Zwei Stressachsen steuern unsere Stressreaktion über eine komplexe Kette von Stoffwechselreaktionen. Sie mobilisieren alle Kräfte des Körpers, um Belastungen und Gefahren zu meistern. Diesen Mechanismus kennen Sie bestimmt. Er wird „Kampf oder Flucht“ (fight or flight) genannt. Der Mechanismus bewirkt, dass sekundenschnell genügend Energiereserven zur Verfügung stehen.

Zwei Stressachsen sind bei diesem Mechanismus beteiligt. Die Schnellere von beiden aktiviert den Sympathikus und arbeitet auf elektronischer Basis. Die etwas Langsamere arbeitet auf hormoneller Ebene über den Blutkreislauf und schüttet Cortisol aus (hier finden Sie weitere Informationen...)

Die neuronale Stressachse aktiviert über den sympathischen Nervenstrang die Nebenniere. Diese produziert Stresshor­mone wie Noradrenalin und Adrenalin und gibt die Hormone in den Blutkreislauf ab. Die Hormone bewirken, dass das Herz schneller schlägt, der Blutdruck steigt, die Atmung rascher wird, die Mus­keln angespannt sind und optimal mit Sauerstoff sowie Glukose- und Fettreserven versorgt werden. Die Stresshormone wirken auch auf das Gehirn. Aufmerksamkeit, Entscheidungsschnelligkeit und Gedächtnisleistung sind verbessert. Das Denken engt sich jedoch auf die Suche nach einem Ausweg ein. Kreativität, Neugier und Lust werden ausgeschaltet.

Gleichzeitig wird die endokrine Stressachse aktiviert. Meldet das Zentrum unserer Emo­tionen Angst, so werden im Hypothalamus die Botenstoffe CRH und Vasopres­sin erzeugt. Diese bewirken in der Hypophyse, dem Hormonzentrum unseres Gehirns, die Freiset­zung des Hormons ACTH. Erreicht dieses Hormon die Nebennierenrinde, so wird das Hormon Cortisol freigesetzt. Dieses wiederum setzt Glukose- und Fettreserven im Körper frei und verbessert die Hirn­funktionen.

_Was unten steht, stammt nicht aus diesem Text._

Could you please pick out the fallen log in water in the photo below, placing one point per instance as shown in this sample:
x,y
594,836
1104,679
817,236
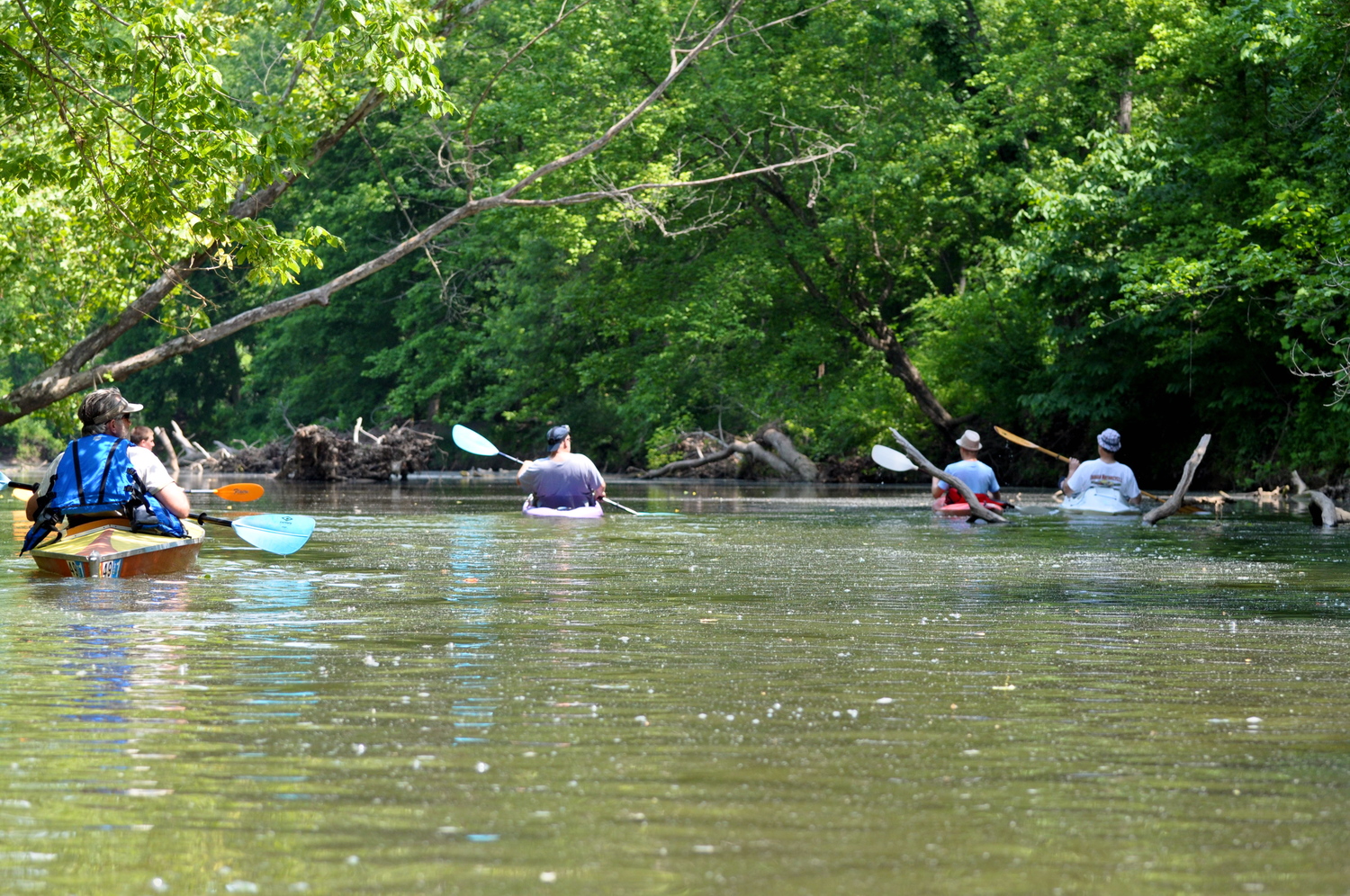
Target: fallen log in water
x,y
1325,510
977,510
785,459
319,453
1177,498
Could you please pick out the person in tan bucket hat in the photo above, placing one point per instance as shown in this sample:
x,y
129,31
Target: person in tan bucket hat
x,y
969,470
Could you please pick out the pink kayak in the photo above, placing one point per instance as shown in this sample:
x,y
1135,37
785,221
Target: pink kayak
x,y
586,512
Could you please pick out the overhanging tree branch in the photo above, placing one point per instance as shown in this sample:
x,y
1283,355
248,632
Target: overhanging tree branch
x,y
177,273
54,386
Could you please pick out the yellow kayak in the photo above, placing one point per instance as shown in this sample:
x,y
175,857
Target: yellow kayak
x,y
110,550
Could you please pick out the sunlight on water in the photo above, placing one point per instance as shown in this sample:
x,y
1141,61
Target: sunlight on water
x,y
778,691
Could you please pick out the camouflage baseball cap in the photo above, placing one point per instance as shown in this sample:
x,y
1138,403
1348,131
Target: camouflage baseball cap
x,y
103,405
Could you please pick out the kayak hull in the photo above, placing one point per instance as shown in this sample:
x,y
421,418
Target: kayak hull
x,y
589,512
1102,502
112,551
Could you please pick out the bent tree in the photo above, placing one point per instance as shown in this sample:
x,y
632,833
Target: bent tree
x,y
148,140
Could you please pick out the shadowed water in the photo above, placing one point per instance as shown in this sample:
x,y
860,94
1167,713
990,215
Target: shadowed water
x,y
778,691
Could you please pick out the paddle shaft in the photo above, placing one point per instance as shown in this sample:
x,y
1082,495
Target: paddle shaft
x,y
1028,443
636,513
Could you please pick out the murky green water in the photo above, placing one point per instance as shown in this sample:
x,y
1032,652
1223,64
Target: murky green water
x,y
775,693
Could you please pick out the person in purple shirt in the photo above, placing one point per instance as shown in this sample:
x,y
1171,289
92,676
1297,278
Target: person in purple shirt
x,y
969,470
563,479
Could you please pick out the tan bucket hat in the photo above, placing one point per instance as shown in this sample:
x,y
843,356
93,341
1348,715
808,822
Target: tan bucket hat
x,y
969,440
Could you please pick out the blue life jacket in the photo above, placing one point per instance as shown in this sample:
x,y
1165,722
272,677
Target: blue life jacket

Nach der Stressreaktion fühlen wir uns erschöpft. Wir haben das Verlangen uns auszuruhen. Durch die Ruhepause werden die Stresshormone wieder abgebaut. Außerdem wird der parasympathische Prozess aktiviert und schaltet den Stoffwechsel auf Normal­zustand. Das Hormon Oxytozin drosselt die Stressfunktion. Das Cortisol hemmt über eine negative Rückkoppelung Vasopressin, CRH und ACTH und damit seine eigene Freisetzung. Damit wird im Körper ein hormonelles Gleichgewicht wiederhergestellt: Der Körper sorgt für seine Regeneration.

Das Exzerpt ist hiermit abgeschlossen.